Practice

Event funnels: four drills

Four funnel drills, ordered easy to hard, all on one clickstream table. The funnel is view → add_to_cart → checkout → purchase. The default editor shows a working solution - try clearing it and writing your own first; the hidden checks will grade what's there when you press Run.

Table: ecom_events with event_id, customer_id, event_type, product_id, event_timestamp. Customers can repeat events, skip steps, and (at least one does) fire steps out of order.

1. Distinct users per step (Easy) #

Task: count how many distinct customers ever fired each event type. Output event_type, users. One row per event type. Order by users DESC - the funnel reads top-down for free, since every step loses people. Counts are whole numbers; no rounding involved.

The skill: funnel grain is users, not events. A customer who viewed five times is still one user at the view step - COUNT(*) would silently count events.

Loading SQL editor...

2. Step-to-step conversion rates (Medium) #

Task: collapse the funnel to a single row of user counts plus the conversion rate between each adjacent pair of steps. Output users_view, users_cart, users_checkout, users_purchase, view_to_cart_pct, cart_to_checkout_pct, checkout_to_purchase_pct. Exactly one row. No ordering requirement. Each percentage is 100.0 * step / prior step, rounded to 1 decimal place, with the denominator wrapped in NULLIF(..., 0).

This is the any-touch flavor: a customer counts at a step if they ever fired it, regardless of order. The skill: collapse to one row per customer with MAX(CASE WHEN ...) flags first, then aggregate the flags - and never divide by a raw step count that could be zero.

Loading SQL editor...

3. Time-ordered funnel (Medium) #

Task: rebuild the funnel counts, but a customer only counts at step N if their first step-N event is at or after their first step-N-1 event - all the way up the chain. Output users_view, users_cart, users_checkout, users_purchase. Exactly one row, whole-number counts, no rounding. No ordering requirement.

Drill 2 was the any-touch version: it credits a customer who purchased first and only added to cart days later as a full conversion. The time-ordered version refuses that credit - at least one customer in this table fires steps out of order, so your purchase count here must come out lower than drill 2's. Comparing a step against a NULL first-timestamp yields NULL, which the filter treats as false - exactly the drop-off behavior you want.

Loading SQL editor...

4. Time-to-convert (Hard) #

Task: for customers who completed the time-ordered funnel from drill 3 (first view ≤ first add_to_cart ≤ first checkout ≤ first purchase), measure how long conversion takes: the elapsed time from their first view to their first purchase. Output converting_users and avg_hours_to_convert. Exactly one row. No ordering requirement.

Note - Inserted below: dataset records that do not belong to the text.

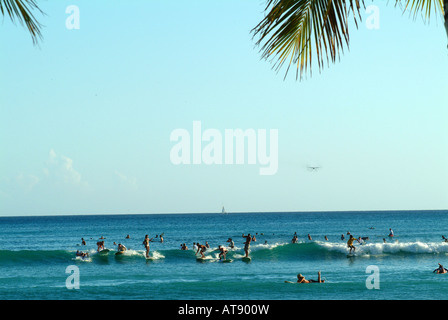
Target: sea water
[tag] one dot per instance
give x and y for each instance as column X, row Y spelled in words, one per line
column 37, row 256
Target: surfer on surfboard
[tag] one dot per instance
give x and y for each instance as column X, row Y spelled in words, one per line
column 146, row 244
column 301, row 279
column 202, row 249
column 247, row 244
column 350, row 243
column 222, row 252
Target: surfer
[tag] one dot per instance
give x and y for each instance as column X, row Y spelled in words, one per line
column 247, row 244
column 294, row 238
column 201, row 248
column 391, row 232
column 82, row 254
column 146, row 244
column 440, row 270
column 301, row 279
column 231, row 243
column 222, row 252
column 350, row 243
column 100, row 245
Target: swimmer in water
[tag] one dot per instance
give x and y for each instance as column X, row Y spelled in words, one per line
column 201, row 248
column 222, row 252
column 247, row 244
column 146, row 244
column 350, row 243
column 301, row 279
column 440, row 270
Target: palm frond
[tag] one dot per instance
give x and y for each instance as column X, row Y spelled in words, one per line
column 293, row 29
column 425, row 7
column 22, row 10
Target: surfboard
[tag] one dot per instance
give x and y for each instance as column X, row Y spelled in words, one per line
column 226, row 261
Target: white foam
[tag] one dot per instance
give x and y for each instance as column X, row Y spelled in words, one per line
column 416, row 247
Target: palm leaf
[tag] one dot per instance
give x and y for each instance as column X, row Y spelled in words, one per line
column 21, row 10
column 293, row 29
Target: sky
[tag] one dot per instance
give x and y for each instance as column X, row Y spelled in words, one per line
column 87, row 117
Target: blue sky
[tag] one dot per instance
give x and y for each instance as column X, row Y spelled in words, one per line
column 86, row 117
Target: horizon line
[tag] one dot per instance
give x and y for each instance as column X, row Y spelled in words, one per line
column 219, row 213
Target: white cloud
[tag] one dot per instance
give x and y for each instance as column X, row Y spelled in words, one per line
column 61, row 168
column 128, row 180
column 27, row 182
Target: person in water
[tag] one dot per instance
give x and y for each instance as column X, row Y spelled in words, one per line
column 247, row 244
column 82, row 254
column 391, row 232
column 231, row 243
column 350, row 243
column 146, row 244
column 301, row 279
column 440, row 270
column 202, row 249
column 294, row 239
column 100, row 245
column 222, row 252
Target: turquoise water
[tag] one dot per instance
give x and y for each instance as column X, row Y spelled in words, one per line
column 36, row 252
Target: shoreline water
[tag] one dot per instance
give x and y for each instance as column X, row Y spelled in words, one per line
column 36, row 252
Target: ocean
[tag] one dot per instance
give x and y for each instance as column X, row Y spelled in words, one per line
column 38, row 257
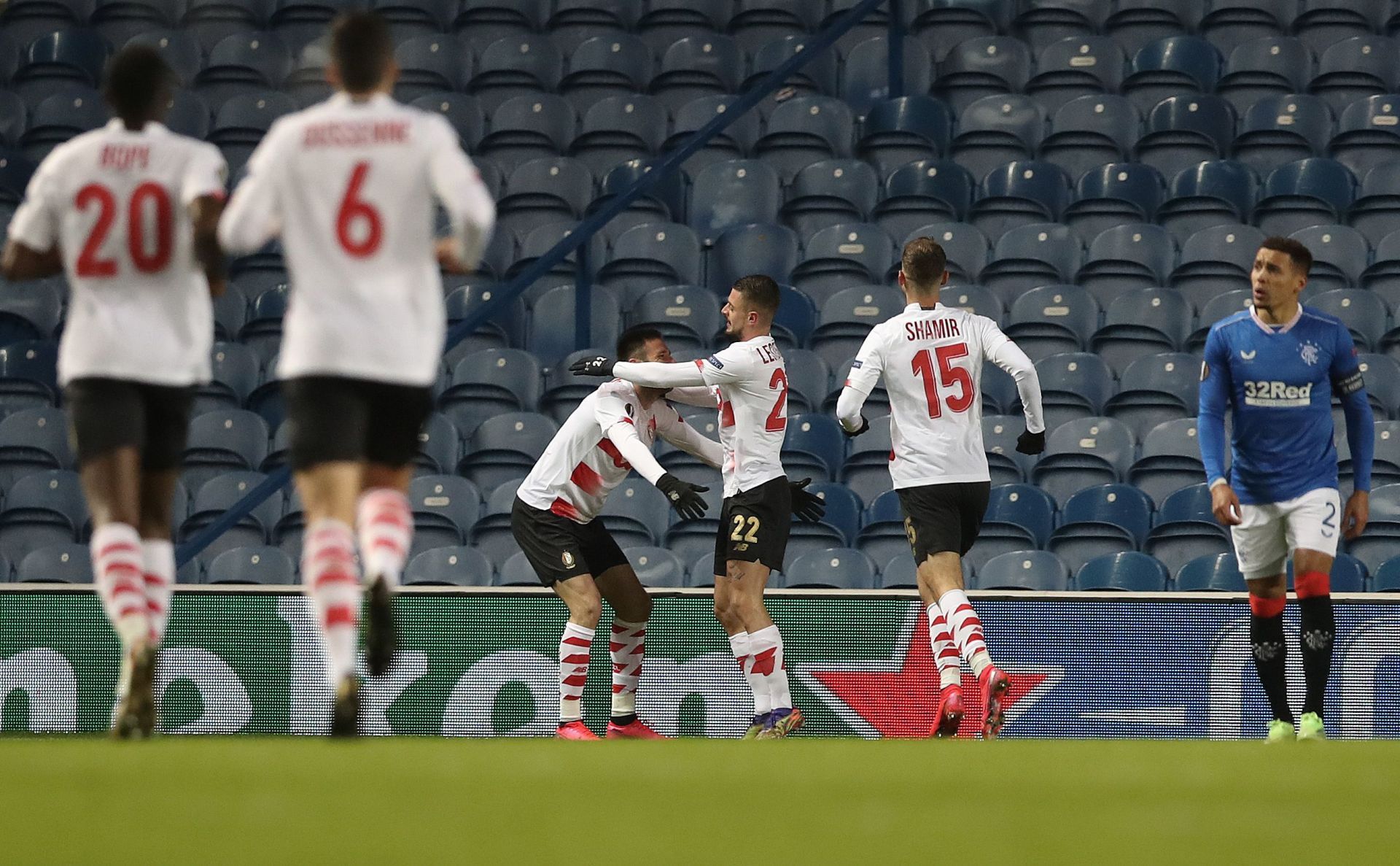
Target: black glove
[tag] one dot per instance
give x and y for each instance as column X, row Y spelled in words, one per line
column 1031, row 443
column 808, row 506
column 593, row 366
column 685, row 496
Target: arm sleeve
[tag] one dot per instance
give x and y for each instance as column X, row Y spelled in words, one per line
column 254, row 214
column 1350, row 387
column 1214, row 398
column 458, row 185
column 1007, row 355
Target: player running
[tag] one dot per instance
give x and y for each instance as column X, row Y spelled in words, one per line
column 129, row 212
column 931, row 359
column 556, row 523
column 1278, row 366
column 350, row 187
column 759, row 500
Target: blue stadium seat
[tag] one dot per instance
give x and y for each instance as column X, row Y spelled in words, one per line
column 923, row 193
column 1073, row 384
column 1019, row 194
column 1172, row 66
column 517, row 66
column 844, row 255
column 838, row 568
column 1050, row 320
column 831, row 191
column 903, row 131
column 996, row 131
column 1076, row 66
column 1356, row 69
column 1127, row 571
column 1112, row 195
column 1024, row 571
column 752, row 248
column 1210, row 572
column 1091, row 131
column 1081, row 455
column 1185, row 131
column 980, row 68
column 1218, row 193
column 1281, row 129
column 1266, row 69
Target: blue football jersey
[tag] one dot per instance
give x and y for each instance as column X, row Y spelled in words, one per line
column 1278, row 383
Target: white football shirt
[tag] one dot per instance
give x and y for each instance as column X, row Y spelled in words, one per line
column 931, row 360
column 117, row 204
column 581, row 464
column 751, row 388
column 350, row 185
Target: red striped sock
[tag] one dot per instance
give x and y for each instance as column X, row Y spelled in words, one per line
column 945, row 652
column 966, row 630
column 385, row 533
column 575, row 646
column 628, row 646
column 331, row 581
column 117, row 569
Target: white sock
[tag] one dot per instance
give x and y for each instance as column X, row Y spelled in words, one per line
column 966, row 630
column 331, row 581
column 742, row 648
column 121, row 583
column 575, row 646
column 385, row 522
column 158, row 561
column 945, row 652
column 766, row 646
column 628, row 646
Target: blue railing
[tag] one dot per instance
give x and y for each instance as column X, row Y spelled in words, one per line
column 580, row 237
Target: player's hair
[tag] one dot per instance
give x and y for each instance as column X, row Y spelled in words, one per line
column 631, row 341
column 139, row 83
column 1295, row 251
column 761, row 292
column 362, row 48
column 925, row 263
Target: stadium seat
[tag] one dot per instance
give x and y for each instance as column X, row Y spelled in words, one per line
column 1024, row 571
column 1126, row 571
column 450, row 566
column 836, row 568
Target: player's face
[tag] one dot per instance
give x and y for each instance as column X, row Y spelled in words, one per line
column 1275, row 279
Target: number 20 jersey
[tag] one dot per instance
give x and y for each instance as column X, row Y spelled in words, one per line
column 117, row 204
column 931, row 360
column 351, row 188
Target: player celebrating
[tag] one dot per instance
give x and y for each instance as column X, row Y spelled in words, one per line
column 931, row 359
column 751, row 383
column 129, row 212
column 1278, row 366
column 350, row 187
column 556, row 523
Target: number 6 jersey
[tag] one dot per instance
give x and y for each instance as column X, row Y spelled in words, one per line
column 350, row 185
column 117, row 204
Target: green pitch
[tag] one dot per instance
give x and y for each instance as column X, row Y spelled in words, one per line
column 258, row 800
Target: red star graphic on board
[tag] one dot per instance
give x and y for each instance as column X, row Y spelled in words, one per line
column 899, row 698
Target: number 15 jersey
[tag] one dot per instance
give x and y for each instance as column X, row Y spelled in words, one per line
column 350, row 185
column 931, row 360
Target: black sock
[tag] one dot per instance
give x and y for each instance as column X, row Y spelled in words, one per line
column 1266, row 643
column 1315, row 634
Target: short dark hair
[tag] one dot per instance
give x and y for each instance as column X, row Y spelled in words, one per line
column 761, row 292
column 633, row 341
column 925, row 263
column 1295, row 251
column 362, row 50
column 139, row 83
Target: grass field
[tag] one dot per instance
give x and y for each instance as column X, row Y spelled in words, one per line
column 257, row 800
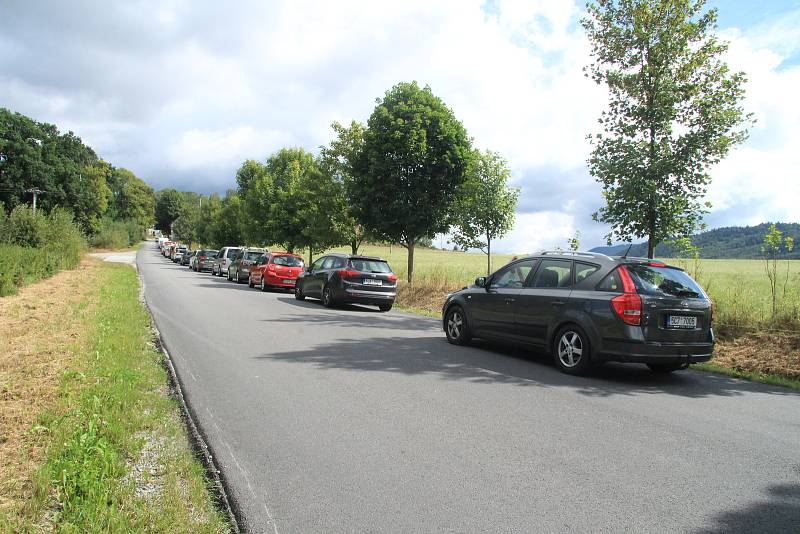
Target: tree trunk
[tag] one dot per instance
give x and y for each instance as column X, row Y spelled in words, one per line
column 410, row 260
column 488, row 257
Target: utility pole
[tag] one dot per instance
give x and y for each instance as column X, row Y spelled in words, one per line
column 36, row 192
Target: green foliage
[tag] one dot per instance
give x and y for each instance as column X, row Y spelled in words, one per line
column 92, row 195
column 775, row 243
column 574, row 242
column 131, row 198
column 743, row 242
column 338, row 160
column 228, row 227
column 169, row 205
column 117, row 234
column 673, row 112
column 37, row 246
column 412, row 165
column 484, row 209
column 209, row 212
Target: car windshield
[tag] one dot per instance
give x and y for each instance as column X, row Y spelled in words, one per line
column 370, row 266
column 663, row 281
column 289, row 261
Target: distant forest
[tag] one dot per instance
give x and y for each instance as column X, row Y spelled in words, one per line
column 730, row 242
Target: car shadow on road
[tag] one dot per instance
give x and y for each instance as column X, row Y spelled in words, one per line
column 778, row 514
column 352, row 316
column 489, row 364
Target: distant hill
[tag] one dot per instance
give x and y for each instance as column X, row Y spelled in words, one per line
column 731, row 242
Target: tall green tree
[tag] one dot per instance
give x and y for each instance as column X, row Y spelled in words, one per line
column 338, row 160
column 209, row 211
column 227, row 228
column 674, row 110
column 484, row 210
column 131, row 198
column 90, row 196
column 412, row 165
column 169, row 206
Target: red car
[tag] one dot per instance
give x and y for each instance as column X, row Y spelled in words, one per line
column 276, row 269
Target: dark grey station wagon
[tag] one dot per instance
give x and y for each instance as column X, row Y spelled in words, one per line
column 587, row 308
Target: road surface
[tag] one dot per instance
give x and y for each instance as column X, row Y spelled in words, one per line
column 350, row 420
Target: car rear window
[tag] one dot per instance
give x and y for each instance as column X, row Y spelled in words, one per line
column 663, row 281
column 288, row 261
column 370, row 266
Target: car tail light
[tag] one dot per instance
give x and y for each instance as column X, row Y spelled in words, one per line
column 347, row 273
column 628, row 306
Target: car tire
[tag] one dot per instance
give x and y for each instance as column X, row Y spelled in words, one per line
column 664, row 368
column 569, row 342
column 327, row 296
column 456, row 327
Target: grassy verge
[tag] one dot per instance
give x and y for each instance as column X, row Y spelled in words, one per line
column 772, row 379
column 108, row 450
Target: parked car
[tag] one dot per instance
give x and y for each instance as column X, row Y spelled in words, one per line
column 276, row 269
column 203, row 260
column 240, row 266
column 178, row 253
column 343, row 278
column 588, row 308
column 223, row 260
column 187, row 257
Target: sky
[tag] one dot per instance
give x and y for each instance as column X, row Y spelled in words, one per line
column 182, row 92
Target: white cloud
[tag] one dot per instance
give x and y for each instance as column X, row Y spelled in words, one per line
column 182, row 92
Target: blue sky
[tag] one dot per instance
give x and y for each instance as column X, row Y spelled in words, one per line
column 182, row 92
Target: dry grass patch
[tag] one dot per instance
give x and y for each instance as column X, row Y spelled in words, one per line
column 766, row 353
column 41, row 330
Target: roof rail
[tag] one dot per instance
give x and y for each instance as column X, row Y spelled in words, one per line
column 575, row 253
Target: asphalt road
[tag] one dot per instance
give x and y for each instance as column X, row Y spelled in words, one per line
column 350, row 420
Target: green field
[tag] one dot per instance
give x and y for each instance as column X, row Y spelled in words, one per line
column 739, row 288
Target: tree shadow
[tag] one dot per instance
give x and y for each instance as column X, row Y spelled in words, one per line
column 482, row 363
column 780, row 513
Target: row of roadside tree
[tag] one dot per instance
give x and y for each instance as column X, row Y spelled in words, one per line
column 410, row 173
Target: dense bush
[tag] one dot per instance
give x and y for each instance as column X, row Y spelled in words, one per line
column 117, row 234
column 36, row 246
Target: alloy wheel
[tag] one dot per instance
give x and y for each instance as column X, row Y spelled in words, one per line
column 455, row 324
column 570, row 348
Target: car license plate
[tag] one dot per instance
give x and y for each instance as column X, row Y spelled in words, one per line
column 681, row 321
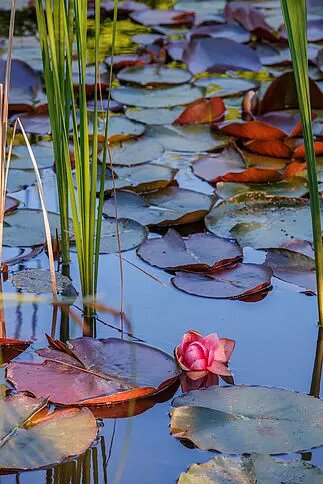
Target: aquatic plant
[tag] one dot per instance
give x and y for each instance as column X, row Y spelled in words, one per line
column 295, row 17
column 63, row 32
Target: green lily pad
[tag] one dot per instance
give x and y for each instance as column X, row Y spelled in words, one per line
column 131, row 235
column 135, row 152
column 38, row 281
column 20, row 179
column 43, row 152
column 153, row 75
column 120, row 129
column 171, row 206
column 256, row 468
column 236, row 282
column 261, row 221
column 154, row 116
column 190, row 138
column 243, row 420
column 226, row 86
column 292, row 267
column 141, row 178
column 25, row 227
column 33, row 436
column 198, row 252
column 157, row 98
column 294, row 187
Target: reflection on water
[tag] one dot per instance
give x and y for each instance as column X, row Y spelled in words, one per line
column 276, row 340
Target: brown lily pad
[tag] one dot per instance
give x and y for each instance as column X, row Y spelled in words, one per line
column 230, row 166
column 202, row 111
column 219, row 55
column 198, row 252
column 95, row 372
column 236, row 282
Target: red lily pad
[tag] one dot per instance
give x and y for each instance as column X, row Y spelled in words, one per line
column 198, row 252
column 229, row 283
column 230, row 166
column 219, row 55
column 202, row 111
column 270, row 147
column 95, row 372
column 11, row 348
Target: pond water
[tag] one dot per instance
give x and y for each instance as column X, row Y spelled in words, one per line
column 275, row 337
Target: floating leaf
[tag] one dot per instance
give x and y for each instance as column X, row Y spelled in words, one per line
column 230, row 166
column 163, row 17
column 198, row 252
column 202, row 111
column 256, row 468
column 33, row 438
column 189, row 138
column 38, row 281
column 140, row 178
column 294, row 187
column 236, row 282
column 134, row 152
column 292, row 267
column 153, row 75
column 154, row 116
column 95, row 371
column 229, row 31
column 131, row 235
column 219, row 55
column 25, row 227
column 171, row 206
column 43, row 153
column 282, row 94
column 20, row 179
column 11, row 348
column 261, row 221
column 120, row 129
column 270, row 147
column 157, row 98
column 226, row 86
column 242, row 420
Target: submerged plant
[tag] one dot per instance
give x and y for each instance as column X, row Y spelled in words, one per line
column 295, row 17
column 63, row 32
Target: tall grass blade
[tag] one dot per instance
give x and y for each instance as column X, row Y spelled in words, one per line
column 295, row 17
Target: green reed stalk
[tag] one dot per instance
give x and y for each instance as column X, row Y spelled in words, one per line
column 63, row 33
column 295, row 17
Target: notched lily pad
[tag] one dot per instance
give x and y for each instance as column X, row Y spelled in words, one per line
column 261, row 221
column 191, row 138
column 292, row 267
column 198, row 252
column 135, row 152
column 243, row 420
column 92, row 371
column 171, row 206
column 157, row 98
column 237, row 282
column 38, row 281
column 33, row 438
column 154, row 75
column 256, row 468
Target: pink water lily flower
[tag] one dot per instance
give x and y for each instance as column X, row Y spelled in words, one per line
column 199, row 354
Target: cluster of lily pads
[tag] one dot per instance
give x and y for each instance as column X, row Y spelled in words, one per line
column 172, row 124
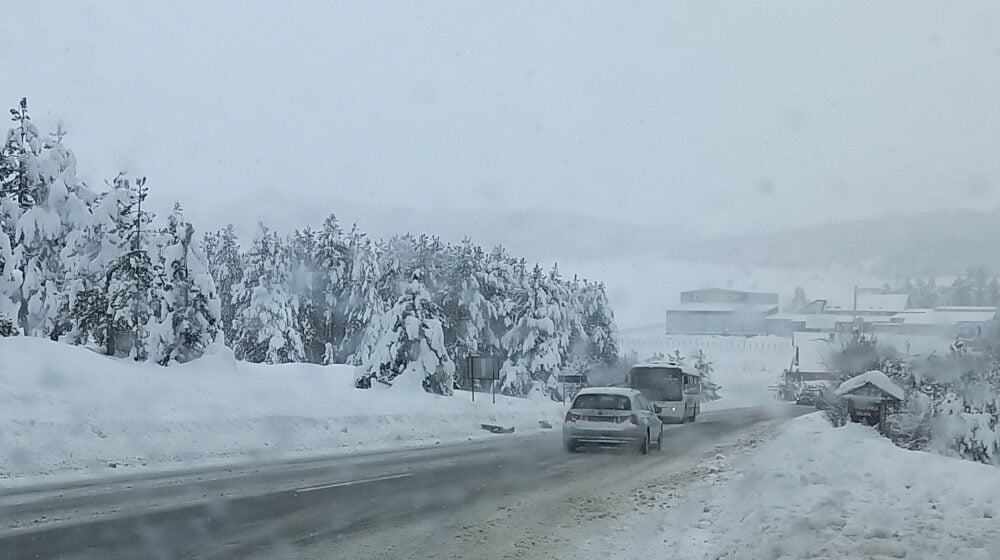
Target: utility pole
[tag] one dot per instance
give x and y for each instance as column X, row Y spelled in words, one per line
column 855, row 318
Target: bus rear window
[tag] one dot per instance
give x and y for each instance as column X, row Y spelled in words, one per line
column 603, row 402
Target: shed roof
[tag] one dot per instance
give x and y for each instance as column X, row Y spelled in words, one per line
column 712, row 307
column 873, row 377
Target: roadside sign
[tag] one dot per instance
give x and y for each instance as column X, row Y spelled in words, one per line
column 484, row 368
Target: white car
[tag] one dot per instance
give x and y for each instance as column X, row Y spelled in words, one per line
column 612, row 416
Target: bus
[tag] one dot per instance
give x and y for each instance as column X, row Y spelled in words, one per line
column 674, row 387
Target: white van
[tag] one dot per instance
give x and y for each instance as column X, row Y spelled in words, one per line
column 673, row 387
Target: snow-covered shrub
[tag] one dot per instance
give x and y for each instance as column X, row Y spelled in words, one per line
column 410, row 347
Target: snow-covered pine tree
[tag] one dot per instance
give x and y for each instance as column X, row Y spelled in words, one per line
column 363, row 307
column 132, row 279
column 502, row 289
column 534, row 346
column 709, row 389
column 193, row 310
column 333, row 263
column 599, row 324
column 265, row 315
column 225, row 264
column 10, row 284
column 410, row 349
column 302, row 288
column 47, row 236
column 469, row 312
column 18, row 164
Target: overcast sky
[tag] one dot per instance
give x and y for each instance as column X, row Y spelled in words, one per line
column 718, row 117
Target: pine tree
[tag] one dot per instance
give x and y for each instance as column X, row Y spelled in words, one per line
column 709, row 390
column 410, row 348
column 534, row 345
column 18, row 163
column 192, row 312
column 961, row 291
column 800, row 300
column 469, row 311
column 599, row 324
column 333, row 261
column 363, row 307
column 132, row 281
column 265, row 316
column 47, row 236
column 302, row 287
column 225, row 264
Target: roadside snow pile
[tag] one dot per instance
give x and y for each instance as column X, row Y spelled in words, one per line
column 67, row 409
column 822, row 492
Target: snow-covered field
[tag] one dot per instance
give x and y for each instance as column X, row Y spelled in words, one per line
column 819, row 492
column 66, row 410
column 744, row 367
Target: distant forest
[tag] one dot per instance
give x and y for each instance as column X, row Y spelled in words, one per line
column 928, row 245
column 92, row 266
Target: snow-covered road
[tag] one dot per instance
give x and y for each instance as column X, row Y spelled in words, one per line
column 509, row 497
column 824, row 493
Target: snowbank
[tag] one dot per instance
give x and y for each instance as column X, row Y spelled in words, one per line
column 820, row 492
column 66, row 409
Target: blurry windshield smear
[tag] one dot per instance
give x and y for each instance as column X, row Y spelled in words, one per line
column 499, row 280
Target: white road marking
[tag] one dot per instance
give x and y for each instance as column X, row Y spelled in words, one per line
column 352, row 482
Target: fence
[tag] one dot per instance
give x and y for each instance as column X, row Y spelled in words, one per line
column 686, row 344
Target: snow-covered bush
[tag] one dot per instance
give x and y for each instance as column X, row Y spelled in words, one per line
column 410, row 347
column 96, row 268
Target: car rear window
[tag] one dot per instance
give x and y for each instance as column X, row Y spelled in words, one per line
column 603, row 402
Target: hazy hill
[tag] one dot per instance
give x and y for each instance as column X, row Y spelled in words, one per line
column 941, row 243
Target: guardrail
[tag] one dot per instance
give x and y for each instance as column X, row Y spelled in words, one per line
column 670, row 343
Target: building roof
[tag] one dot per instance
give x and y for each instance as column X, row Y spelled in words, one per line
column 873, row 377
column 622, row 391
column 875, row 303
column 810, row 320
column 710, row 307
column 950, row 316
column 814, row 352
column 668, row 365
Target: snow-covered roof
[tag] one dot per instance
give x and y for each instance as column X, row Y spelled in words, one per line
column 621, row 391
column 950, row 316
column 875, row 303
column 811, row 320
column 725, row 307
column 664, row 365
column 873, row 377
column 814, row 352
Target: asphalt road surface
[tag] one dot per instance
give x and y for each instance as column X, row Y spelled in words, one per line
column 399, row 504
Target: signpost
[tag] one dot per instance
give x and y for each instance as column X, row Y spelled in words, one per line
column 578, row 379
column 482, row 368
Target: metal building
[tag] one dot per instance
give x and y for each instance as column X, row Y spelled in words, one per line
column 719, row 311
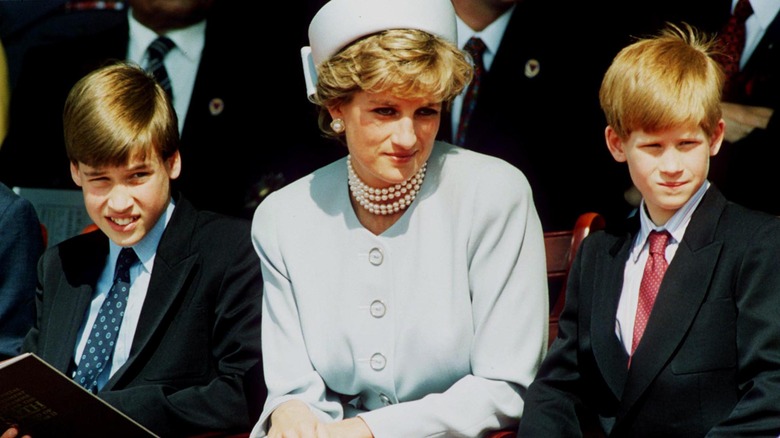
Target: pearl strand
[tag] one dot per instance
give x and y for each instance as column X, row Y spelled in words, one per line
column 387, row 200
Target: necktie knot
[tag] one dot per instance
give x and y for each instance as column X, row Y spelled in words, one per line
column 476, row 48
column 658, row 241
column 160, row 47
column 156, row 52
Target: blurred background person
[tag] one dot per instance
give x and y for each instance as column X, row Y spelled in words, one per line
column 537, row 103
column 21, row 244
column 404, row 285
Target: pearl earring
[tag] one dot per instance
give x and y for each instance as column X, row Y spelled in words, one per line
column 337, row 125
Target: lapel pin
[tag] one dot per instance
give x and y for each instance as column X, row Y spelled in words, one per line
column 531, row 68
column 216, row 106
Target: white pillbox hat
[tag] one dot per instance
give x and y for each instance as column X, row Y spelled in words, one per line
column 339, row 22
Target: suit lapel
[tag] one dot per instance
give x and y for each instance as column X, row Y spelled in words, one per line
column 82, row 267
column 174, row 264
column 682, row 292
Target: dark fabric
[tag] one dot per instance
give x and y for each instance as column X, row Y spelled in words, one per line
column 156, row 52
column 20, row 247
column 538, row 109
column 476, row 48
column 101, row 342
column 707, row 363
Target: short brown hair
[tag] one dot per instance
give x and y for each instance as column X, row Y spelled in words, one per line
column 664, row 81
column 116, row 112
column 409, row 63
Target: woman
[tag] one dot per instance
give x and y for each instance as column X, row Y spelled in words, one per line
column 405, row 289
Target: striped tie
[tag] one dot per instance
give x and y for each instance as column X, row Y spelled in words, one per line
column 476, row 48
column 156, row 52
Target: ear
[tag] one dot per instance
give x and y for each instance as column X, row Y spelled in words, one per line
column 717, row 137
column 74, row 173
column 615, row 145
column 173, row 165
column 335, row 112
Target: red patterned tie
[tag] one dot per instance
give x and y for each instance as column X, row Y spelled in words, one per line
column 476, row 48
column 655, row 268
column 732, row 44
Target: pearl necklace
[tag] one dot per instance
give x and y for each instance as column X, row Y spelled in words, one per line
column 388, row 200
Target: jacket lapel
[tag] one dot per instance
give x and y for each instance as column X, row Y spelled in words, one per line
column 682, row 293
column 82, row 263
column 607, row 349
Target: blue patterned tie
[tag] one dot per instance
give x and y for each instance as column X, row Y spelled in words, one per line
column 99, row 349
column 156, row 52
column 476, row 48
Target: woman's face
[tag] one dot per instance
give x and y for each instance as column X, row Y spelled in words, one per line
column 389, row 138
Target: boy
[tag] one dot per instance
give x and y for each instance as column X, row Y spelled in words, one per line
column 187, row 358
column 708, row 360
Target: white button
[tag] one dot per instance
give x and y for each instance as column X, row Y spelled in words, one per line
column 375, row 256
column 378, row 309
column 385, row 400
column 378, row 362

Aggregate and rounding, exactly: the average (mean, not median) of per-customer hours, where hours = elapsed seconds / 3600.0, rounded to 1 decimal place with ROUND(..., 1).

The skill: subtracting two timestamps gives an interval, not a number - EXTRACT(EPOCH FROM ...) converts it to seconds so you can do arithmetic. And the cohort must be time-ordered converters only: averaging in the out-of-order customer would produce a negative or meaningless duration.

Loading SQL editor...
Tip

The funnel patterns to remember:

  • Grain first - funnels count distinct users per step. COUNT(DISTINCT customer_id) or per-user MAX(CASE ...) flags; never raw event counts.
  • Any-touch = MAX(CASE WHEN ...) flags per user. Fast to write, but it credits out-of-order users and inflates conversion.
  • Time-ordered = MIN(CASE WHEN ... THEN event_timestamp END) per step, then chain t_step_n >= t_step_n_minus_1 all the way up. Honest, at the cost of undercounting users whose first occurrences are out of order but who later completed the sequence properly.
  • Rates = ROUND(100.0 * step / NULLIF(prior_step, 0), 1) - the NULLIF guard keeps an empty top of funnel from crashing the query.
  • Durations = EXTRACT(EPOCH FROM (t_end - t_start)) / 3600.0 for hours; only measure them on the cohort that actually converted in order.